Colorado flooding isolates Rocky Mountain towns

Three dead, thousands evacuated after heavy rains drench eastern Rockies down to Boulder, Denver and Colorado Springs

Thousands have been forced to flee to higher ground, and authorities have warned residents to keep away from the water because of its speed and possible contamination.
Jud Valeski/AP

Torrential rains continued to fall Thursday in northern Colorado, where rescuers are struggling to reach dozens of people cut off by flooding in mountain communities. Three deaths have already been confirmed.

At least two people died in flooding in Boulder County. The body of one was found in a collapsed building by emergency crews searching door to door for victims in and around Jamestown. The other drowned elsewhere in the county, Cmdr. Heidi Prentup of the Boulder County Sheriff's Office said.

The body of a third victim, a man, was found by police on flood-watch patrols in Colorado Springs, about 100 miles to the south, officials said.

County Sheriff Joe Pelle said it was possible that more flood-related fatalities could emerge as emergency crews reached areas cut off by high water.

Downpours and scarring from recent wildfires sent walls of water crashing down mountainsides Thursday, forcing thousands to evacuate as rising water toppled buildings and stranded motorists in their cars, officials said.

The towns of Lyons, Jamestown and others in the Rocky Mountain foothills have been isolated by flooding. Residents have no power or telephone service.

Boulder County was hardest hit, with authorities instructing residents to stay off roads.

The Boulder Office of Emergency Management told residents to seek higher ground, boil their drinking water in some areas, and stay away from the water that it called "hazardous" because of its speed and possible contamination with sewage.

"There is water everywhere," said Andrew Barth, the emergency management spokesman in Boulder County. "We've had several structural collapses. There's mud and muck and debris everywhere. Cars are stranded all over the place."

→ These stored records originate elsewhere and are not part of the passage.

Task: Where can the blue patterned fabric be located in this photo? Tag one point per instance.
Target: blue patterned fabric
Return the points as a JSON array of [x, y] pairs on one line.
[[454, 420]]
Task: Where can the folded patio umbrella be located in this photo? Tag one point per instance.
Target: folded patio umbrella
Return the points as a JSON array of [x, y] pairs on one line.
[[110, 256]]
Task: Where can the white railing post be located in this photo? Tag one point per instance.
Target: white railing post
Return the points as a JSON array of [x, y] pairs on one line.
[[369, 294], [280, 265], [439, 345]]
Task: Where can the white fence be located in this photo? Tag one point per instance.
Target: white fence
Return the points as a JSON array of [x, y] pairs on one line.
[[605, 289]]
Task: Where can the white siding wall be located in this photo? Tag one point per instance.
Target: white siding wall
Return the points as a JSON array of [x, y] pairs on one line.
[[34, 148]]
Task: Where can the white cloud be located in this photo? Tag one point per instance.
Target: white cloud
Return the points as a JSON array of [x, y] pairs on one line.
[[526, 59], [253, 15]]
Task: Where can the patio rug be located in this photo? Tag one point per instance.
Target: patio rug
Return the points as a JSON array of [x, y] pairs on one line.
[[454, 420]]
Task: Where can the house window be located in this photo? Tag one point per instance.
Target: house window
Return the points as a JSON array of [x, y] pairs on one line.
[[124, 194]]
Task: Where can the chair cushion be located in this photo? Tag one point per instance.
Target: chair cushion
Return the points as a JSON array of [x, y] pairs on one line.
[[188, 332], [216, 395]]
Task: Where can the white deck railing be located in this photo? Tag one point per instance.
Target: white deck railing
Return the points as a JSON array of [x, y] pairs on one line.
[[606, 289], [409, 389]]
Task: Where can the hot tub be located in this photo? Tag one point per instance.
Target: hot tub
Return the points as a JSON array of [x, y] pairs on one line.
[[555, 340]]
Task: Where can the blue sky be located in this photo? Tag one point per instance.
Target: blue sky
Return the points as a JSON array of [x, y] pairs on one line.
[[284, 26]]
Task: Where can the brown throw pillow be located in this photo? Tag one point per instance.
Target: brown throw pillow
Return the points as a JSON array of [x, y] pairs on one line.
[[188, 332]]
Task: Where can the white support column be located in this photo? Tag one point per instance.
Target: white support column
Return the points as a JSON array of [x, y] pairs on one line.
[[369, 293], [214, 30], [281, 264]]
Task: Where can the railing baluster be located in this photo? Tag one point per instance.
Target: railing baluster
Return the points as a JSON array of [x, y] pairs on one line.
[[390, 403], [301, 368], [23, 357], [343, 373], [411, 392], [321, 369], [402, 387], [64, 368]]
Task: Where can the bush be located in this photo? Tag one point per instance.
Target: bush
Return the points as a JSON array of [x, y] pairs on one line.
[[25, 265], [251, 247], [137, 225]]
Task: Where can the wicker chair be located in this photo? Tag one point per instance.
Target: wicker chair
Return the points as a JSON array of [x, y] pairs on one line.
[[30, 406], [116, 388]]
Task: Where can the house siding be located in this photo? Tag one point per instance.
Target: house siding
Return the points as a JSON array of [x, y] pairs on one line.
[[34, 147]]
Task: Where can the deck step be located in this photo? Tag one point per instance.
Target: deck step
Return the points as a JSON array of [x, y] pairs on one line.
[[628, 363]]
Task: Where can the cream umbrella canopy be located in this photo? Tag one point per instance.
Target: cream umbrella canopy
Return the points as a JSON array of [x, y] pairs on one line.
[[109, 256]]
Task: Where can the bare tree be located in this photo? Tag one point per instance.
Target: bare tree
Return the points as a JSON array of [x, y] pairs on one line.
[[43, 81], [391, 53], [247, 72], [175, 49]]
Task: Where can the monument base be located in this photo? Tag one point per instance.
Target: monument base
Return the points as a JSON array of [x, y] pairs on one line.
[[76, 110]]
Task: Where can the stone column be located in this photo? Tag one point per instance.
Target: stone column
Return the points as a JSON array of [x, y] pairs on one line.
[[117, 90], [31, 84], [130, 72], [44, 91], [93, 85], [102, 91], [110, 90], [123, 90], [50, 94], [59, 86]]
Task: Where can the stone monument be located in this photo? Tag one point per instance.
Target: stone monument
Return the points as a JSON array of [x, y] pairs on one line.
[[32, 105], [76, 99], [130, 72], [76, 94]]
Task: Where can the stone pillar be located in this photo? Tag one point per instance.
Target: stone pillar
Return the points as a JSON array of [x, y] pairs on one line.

Al Jazeera's Tamara Banks, reporting from Colorado, said at least 2,000 people were ordered evacuated from Commerce City, a northern suburb of Denver.

At least 6 inches of rain had fallen on the city of Boulder, northwest of Denver, and up to 8 inches were measured in the foothills west of the city, said Kari Bowen, a Weather Service meteorologist in Boulder.

'Raging with whitewater'

Heavy rains drenched Colorado's biggest urban areas, stretching 130 miles along the eastern slopes of the Rockies from Fort Collins near the Wyoming border south through Boulder, Denver and Colorado Springs.

Ron Cobbley, 49, a homeless man who had been camping along the St. Vrain River west of Boulder near the town of Ward, said he decided to leave the woods and head into town after three days in the rain.

"It was raging with whitewater," he said of the river.

Steady rain that began on Monday grew more intense late Tuesday and into Wednesday. Roads across the region were flooded out, and standing water throughout Denver snarled the morning rush hour in the state capital.

Barth, the Boulder County emergency management spokesman, said conditions were "extremely dangerous" and that up to 4 inches of additional rain was expected to fall before tapering off.

All 200 residents of Jamestown, just north of Boulder, were forced to flee overnight, while the town of Lyons, farther to the north, was cut off as floodwaters washed out U.S. Route 36 linking Lyons to Boulder, Pelle said.

He said Lyons had reported that its residents had no fresh running water and its sewage treatment plant had been knocked out.

"We're trying desperately to get to them," Pelle said.